Outside of rebalancing, investors may utilize rules-based criteria such as valuation metrics or price performance. For example, looking at historical P/E (price-to-earnings) trends, investors may look to trim a position if an investment’s P/E ratio becomes significantly higher than its historical and or industry average. Prior to the incident, CrowdStrike's valuation metrics, such as its P/E ratio, were significantly higher than industry averages. A rules-based approach to trimming on valuation could have been useful in this case regardless of the reason related to the stock price plunge. If valuation trimming is not appropriate, a simple approach could be to place stop-loss orders for securities that have appreciated significantly. By placing a stop-loss order, an investor can instruct a sale at a certain price below the current market price for a certain number of shares. In this case, a stop-loss order may not have triggered on the first day drop but could have prevented further losses on day two.
However, while trimming your winners is recommended for good portfolio management discipline, it is important to be mindful of tax implications related to selling. For example, if an investment has been held for under a year, short-term capital gains tax rates will apply, which are usually higher than long-term rates. The risk management techniques highlighted above are oversimplified and there are several more that may be appropriate for different types of investors. Working with a professional to achieve proper portfolio risk management is highly advisable.

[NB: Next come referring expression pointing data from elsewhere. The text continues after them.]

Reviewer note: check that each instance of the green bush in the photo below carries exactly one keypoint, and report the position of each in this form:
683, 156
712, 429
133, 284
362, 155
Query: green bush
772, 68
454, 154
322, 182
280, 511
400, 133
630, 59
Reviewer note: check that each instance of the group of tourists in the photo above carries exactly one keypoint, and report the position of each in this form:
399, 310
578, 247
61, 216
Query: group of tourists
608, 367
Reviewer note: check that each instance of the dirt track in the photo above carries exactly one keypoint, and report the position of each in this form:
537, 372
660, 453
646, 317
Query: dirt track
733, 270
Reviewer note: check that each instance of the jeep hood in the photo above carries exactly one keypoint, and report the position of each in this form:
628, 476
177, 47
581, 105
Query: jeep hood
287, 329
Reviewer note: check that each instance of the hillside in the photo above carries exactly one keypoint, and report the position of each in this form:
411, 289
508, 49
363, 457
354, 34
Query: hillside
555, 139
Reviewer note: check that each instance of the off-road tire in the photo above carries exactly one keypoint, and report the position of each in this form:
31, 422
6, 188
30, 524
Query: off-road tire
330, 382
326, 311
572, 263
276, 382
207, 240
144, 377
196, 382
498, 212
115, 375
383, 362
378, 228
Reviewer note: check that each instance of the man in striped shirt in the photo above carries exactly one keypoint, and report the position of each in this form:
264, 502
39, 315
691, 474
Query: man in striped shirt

The recent CrowdStrike failure serves as a powerful reminder of the complexities and interdependencies in today’s economy as well as the operational risks associated with technology companies. The widespread impact of this event underscores the interconnectedness of modern markets and highlights the importance of robust risk management practices, diversification, and continuous monitoring in building resilient investment portfolios. By learning from such events, investors can better navigate the uncertainties of the market and help safeguard their investments. In an increasingly interconnected and volatile economic environment, these principles are more important than ever for creating portfolio resilience and sustainable long-term performance.